Mit Anordnung vom 17.07.2003 wurde der Kläger zur Vorlage eines fachärztlichen
Gutachtens aufgefordert, da aufgrund der vorliegenden Anzeigen Bedenken
an seiner Fahreignung bestünden. Der Kläger erklärte sich
mit der Untersuchung am 23.07.2003 schriftlich einverstanden. Das Gutachten
des Dr. Reichwein, Facharzt in Kronach, wurde dem Landratsamt am 13.10.2003
vorgelegt. Abschließend kam Dr. Reichwein zu dem Ergebnis, dass
beim Kläger ein etwa wöchentlicher Konsum von Cannabis seit
dem 18. Lebensjahr stattgefunden
habe. Durch die Fahrt unter Drogeneinfluss am 18.03.2003 lägen weitere
Zweifel an der Eignung des Klägers vor.
Nach Würdigung aller Umstände forderte das Landratsamt Lichtenfels
den Kläger mit Anordnung vom 22.10.2003 zur Vorlage eines medizinisch-psychologischen
Gutachtens auf. Hiermit erklärte sich der Kläger mit Schreiben
vom 29.10.2003 einverstanden. Daraufhin wurden alle Unterlagen zur TÜV-Begutachtungsstelle
nach Bayreuth übersandt und um die Erstellung eines Gutachtens gebeten.
Der TÜV schickte dem Landratsamt die Unterlagen am 12.12.2003 wieder
zurück. Das erstellte Gutachten wurde persönlich an den Kläger
ausgehändigt. Mit Schreiben vom 18.12.2003 wurde der Kläger
aufgefordert, dieses Gutachten dem Landratsamt bis spätestens 29.12.2003
zur Prüfung vorzulegen. Dies erfolgte nicht.
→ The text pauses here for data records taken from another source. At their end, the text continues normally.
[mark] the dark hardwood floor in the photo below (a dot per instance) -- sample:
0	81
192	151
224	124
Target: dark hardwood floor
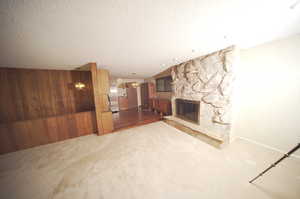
133	117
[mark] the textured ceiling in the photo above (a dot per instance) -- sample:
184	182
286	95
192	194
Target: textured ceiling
137	36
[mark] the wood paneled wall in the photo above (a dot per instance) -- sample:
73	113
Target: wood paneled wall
29	133
42	106
31	94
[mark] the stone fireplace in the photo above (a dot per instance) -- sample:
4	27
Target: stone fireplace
188	110
204	85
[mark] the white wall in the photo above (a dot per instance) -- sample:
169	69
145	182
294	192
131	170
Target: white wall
267	94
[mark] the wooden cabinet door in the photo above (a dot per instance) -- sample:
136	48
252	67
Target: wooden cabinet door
145	95
107	122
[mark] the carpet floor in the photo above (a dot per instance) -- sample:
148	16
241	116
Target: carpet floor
150	161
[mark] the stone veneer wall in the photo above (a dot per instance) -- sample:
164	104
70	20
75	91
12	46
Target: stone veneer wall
207	79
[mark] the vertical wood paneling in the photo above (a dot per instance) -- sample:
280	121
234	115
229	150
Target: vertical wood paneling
42	106
32	94
29	133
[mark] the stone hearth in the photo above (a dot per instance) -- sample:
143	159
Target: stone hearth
207	79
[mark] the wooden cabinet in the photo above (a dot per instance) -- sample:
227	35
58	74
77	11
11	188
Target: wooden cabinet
144	96
100	79
107	122
161	105
147	92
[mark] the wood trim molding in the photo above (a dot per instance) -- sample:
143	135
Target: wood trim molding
100	79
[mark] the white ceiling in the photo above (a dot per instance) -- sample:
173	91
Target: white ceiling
137	36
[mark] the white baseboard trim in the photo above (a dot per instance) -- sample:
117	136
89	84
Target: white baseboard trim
267	146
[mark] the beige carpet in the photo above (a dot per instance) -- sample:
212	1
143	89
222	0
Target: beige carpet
151	161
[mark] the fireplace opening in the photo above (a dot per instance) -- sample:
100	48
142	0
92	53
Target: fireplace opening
188	110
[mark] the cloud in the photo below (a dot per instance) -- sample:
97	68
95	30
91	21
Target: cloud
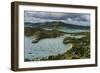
40	16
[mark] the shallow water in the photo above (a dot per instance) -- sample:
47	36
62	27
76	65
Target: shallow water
44	48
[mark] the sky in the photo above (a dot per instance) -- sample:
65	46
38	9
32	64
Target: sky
72	18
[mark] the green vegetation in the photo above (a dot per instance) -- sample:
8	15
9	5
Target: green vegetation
80	49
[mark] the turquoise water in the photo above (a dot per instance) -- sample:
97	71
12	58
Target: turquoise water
44	48
48	47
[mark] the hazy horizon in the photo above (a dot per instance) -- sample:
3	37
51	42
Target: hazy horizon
72	18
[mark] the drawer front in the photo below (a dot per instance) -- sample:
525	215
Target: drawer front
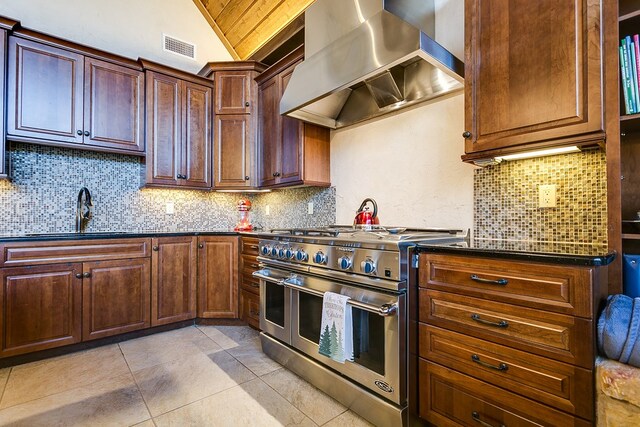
250	246
557	384
560	337
448	398
250	308
34	253
549	287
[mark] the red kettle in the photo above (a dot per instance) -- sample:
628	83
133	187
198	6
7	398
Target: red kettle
364	216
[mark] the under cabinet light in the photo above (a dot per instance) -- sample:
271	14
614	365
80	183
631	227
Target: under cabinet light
539	153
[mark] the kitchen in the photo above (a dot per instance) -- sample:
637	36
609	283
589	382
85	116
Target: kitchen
420	147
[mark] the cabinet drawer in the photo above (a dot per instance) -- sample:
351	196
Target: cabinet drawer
250	308
550	287
448	398
33	253
557	384
565	338
250	246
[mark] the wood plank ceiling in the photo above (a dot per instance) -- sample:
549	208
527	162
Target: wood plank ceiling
246	25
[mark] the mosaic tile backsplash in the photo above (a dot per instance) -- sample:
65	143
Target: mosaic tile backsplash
42	196
506	199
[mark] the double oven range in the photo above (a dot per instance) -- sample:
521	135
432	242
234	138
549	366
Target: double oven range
372	267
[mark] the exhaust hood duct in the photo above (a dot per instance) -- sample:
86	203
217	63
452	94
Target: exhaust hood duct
365	58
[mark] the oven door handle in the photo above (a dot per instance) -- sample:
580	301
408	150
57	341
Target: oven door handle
384	310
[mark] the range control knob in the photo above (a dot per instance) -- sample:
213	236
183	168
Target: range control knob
344	262
368	266
301	255
319	258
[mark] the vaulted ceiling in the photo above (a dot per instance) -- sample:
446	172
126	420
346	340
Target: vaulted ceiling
244	26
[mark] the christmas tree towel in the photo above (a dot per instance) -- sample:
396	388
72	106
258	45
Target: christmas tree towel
336	338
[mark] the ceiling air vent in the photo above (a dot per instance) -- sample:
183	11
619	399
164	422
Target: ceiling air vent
172	44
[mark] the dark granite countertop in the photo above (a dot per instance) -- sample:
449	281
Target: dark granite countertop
111	235
556	253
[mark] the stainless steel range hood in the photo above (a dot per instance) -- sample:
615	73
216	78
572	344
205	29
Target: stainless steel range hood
365	58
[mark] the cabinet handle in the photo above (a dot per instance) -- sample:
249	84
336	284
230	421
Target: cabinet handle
500	324
501	282
501	367
476	418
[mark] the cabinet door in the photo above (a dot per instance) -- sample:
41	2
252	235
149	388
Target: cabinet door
269	131
232	151
45	89
41	307
3	62
233	92
218	277
533	71
115	297
163	129
173	279
114	102
196	141
290	154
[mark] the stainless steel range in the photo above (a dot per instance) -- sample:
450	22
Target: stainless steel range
371	266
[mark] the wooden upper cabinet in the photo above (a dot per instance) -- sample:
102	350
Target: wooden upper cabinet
57	96
532	75
218	277
233	92
291	152
114	104
173	279
179	116
42	307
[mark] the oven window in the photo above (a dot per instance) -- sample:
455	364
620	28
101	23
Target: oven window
368	340
274	303
310	316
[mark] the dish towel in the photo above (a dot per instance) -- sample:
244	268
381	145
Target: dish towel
619	329
336	337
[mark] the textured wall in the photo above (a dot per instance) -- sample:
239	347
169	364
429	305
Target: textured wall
506	199
42	196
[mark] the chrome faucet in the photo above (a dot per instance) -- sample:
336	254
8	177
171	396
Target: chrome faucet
83	209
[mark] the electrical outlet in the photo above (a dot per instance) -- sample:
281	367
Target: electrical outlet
547	196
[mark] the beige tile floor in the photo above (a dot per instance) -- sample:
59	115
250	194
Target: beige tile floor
194	376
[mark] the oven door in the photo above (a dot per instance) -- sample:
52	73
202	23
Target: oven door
275	303
378	333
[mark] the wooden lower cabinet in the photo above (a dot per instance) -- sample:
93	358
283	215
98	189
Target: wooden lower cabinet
173	279
218	277
115	297
42	307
Mit für sofort vollziehbar erklärtem Bescheid vom 13.01.2004
entzog das Landratsamt Lichtenfels dem Kläger die Fahrerlaubnis der
Klassen 3, 4 und 5. Der Kläger wurde aufgefordert, den ausgestellten
Führerschein unverzüglich, spätestens jedoch bis 22.01.2004,
beim Landratsamt abzugeben. Für den Fall der Nichtbeachtung wurde
ein Zwangsgeld von 500,00 EUR angedroht. Zur Begründung wurde im
Wesentlichen ausgeführt: Die Zweifel an der Eignung des Klägers
zum Führen von Kraftfahrzeugen resultierten daraus, dass der Kläger
am 18.03.2003 unter Einfluss von Cannabis ein Kraftfahrzeug geführt
habe. Die daran anschließenden polizeilichen und behördlichen
Ermittlungen hätten ergeben, dass er im Besitz von Haschisch gewesen
sei. Grund für die Prüfung der Fahreignung sei damit gerade
nicht nur gelegentlicher Cannabis-Konsum, sondern eine Drogenfahrt gewesen.
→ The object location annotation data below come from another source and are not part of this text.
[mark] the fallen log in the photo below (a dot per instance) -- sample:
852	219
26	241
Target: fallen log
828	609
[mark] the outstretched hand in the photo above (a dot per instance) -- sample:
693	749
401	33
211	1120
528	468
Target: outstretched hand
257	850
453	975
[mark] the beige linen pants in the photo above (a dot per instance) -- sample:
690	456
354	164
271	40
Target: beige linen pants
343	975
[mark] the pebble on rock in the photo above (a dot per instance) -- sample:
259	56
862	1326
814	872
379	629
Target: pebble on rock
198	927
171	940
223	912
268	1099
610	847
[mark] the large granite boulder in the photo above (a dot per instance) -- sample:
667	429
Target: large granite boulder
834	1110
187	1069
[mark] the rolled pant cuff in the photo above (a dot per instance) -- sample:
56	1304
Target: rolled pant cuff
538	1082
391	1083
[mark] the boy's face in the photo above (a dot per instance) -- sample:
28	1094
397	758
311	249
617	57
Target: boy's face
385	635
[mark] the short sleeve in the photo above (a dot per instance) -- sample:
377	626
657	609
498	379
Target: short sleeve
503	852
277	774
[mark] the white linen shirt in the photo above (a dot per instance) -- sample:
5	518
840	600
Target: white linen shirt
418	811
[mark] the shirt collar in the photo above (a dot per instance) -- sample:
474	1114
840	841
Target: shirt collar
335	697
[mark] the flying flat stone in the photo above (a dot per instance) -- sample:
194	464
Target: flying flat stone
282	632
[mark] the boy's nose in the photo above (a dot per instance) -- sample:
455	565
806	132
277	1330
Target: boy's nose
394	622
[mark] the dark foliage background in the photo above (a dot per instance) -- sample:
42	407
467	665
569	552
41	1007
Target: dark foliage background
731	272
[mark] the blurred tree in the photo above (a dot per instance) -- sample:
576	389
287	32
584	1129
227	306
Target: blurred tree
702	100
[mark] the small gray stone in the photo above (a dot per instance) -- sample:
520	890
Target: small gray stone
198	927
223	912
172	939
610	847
Es bestünden keinerlei rechtliche Zweifel daran, dass bei dieser
Konstellation die Forderung nach einem fachärztlichen Gutachten rechtmäßig
gewesen sei. Das vorgelegte Gutachten des Dr. med. Reichwein vom 09.10.2003
sei aufgrund der Anamnese zu dem Ergebnis gekommen, dass beim Kläger
regelmäßiger (einmal pro Woche) Cannabis-Konsum vorliege. Ob
eine Abstinenz vorliege, könne das Facharztgutachten nicht entscheiden;
dafür sei ein medizinisch-psychologisches Gutachten erforderlich.
Im Hinblick darauf habe ein medizinisch-psychologisches Gutachten gefordert
werden können, welches der Kläger nicht vorgelegt habe. Der
Kläger sei nach allem ungeeignet zum Führen von Kraftfahrzeugen,
so dass ihm die Fahrerlaubnis zu entziehen sei.
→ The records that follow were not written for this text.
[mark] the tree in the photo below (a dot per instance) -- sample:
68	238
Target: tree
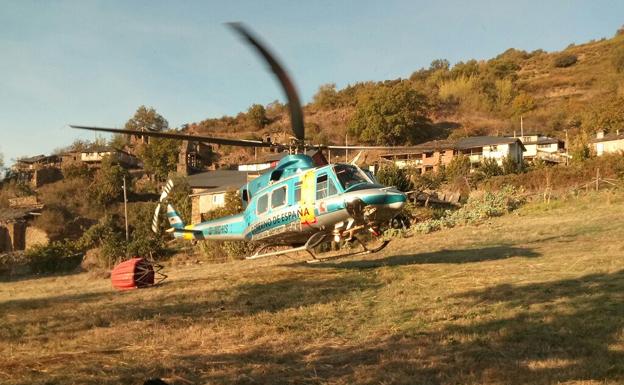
392	115
391	175
489	168
160	156
257	115
510	166
439	64
523	103
327	96
107	184
146	119
564	60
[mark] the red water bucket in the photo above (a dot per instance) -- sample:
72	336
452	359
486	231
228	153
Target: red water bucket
133	273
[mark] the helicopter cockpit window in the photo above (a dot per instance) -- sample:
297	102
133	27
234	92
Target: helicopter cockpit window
297	191
349	176
325	187
263	204
278	197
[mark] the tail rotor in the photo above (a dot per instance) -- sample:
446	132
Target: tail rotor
163	197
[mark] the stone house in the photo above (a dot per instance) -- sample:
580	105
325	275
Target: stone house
608	143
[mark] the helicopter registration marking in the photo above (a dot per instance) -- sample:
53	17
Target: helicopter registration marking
308	195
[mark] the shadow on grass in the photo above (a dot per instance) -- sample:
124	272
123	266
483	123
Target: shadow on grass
440	256
170	303
540	333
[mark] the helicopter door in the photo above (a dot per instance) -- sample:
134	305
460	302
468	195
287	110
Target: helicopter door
308	196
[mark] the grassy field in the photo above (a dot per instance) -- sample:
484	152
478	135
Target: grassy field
534	297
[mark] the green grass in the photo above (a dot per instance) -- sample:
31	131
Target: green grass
532	297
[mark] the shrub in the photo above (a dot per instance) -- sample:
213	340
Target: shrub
490	168
478	208
458	167
564	60
54	257
618	59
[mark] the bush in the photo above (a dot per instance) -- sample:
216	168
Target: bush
54	258
478	208
490	168
564	60
458	167
618	59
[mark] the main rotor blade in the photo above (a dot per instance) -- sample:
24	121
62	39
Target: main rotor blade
296	113
171	135
333	147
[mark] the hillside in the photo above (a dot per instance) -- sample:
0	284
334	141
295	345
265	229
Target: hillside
553	92
531	297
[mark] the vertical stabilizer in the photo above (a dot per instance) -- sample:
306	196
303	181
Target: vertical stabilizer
174	218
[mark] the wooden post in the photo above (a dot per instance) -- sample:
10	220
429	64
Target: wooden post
126	209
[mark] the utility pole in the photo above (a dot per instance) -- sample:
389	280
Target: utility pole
126	209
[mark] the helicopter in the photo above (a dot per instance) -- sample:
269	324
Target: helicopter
297	204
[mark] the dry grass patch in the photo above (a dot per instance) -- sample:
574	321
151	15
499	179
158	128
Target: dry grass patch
532	297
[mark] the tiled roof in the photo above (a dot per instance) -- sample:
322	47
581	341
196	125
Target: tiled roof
218	180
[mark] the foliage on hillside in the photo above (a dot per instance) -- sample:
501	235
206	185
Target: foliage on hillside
577	90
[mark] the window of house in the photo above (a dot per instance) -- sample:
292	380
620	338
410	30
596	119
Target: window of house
278	197
218	199
325	187
297	191
263	204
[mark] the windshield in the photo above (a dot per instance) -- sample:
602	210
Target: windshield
349	175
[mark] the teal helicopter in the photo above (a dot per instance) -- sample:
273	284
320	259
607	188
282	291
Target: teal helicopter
298	204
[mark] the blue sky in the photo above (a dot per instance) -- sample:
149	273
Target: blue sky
95	62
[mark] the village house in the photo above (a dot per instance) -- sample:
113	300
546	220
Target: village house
194	157
16	230
271	160
38	170
208	189
94	156
429	156
538	146
608	143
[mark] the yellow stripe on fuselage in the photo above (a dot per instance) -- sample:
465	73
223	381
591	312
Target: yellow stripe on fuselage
308	196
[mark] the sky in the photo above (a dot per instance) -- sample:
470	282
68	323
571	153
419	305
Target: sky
95	62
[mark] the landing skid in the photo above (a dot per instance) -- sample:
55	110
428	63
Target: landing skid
315	240
366	250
Den gegen den Entziehungsbescheid eingelegten Widerspruch des Klägers
wies die Regierung von Oberfranken mit Widerspruchsbescheid vom 05.07.2004
zurück.
Mit Schriftsatz vom 05.08.2004 erhoben die Prozessbevollmächtigten
des Klägers Klage zum Verwaltungsgericht Bayreuth und beantragten,
den Bescheid des Landratsamtes Lichtenfels vom 13.01.2004 und den Widerspruchsbescheid
der Regierurig von Oberfranken vom 05.07:2004 aufzuheben.
Der Beklagte legte seine Akten vor und beantragte mit Schriftsatz vom
23.09.2004, die Klage abzuweisen.
Zur Begründung wurde insbesondere auf den Widerspruchsbescheid der
Regierung von Oberfranken verwiesen und ergänzend ausgeführt,
dass es nach Aktenlage unzweifelhaft feststehe, dass der Kläger Cannabis
konsumiere und unter Cannabiseinfluss ein Kraftfahrzeug geführt habe.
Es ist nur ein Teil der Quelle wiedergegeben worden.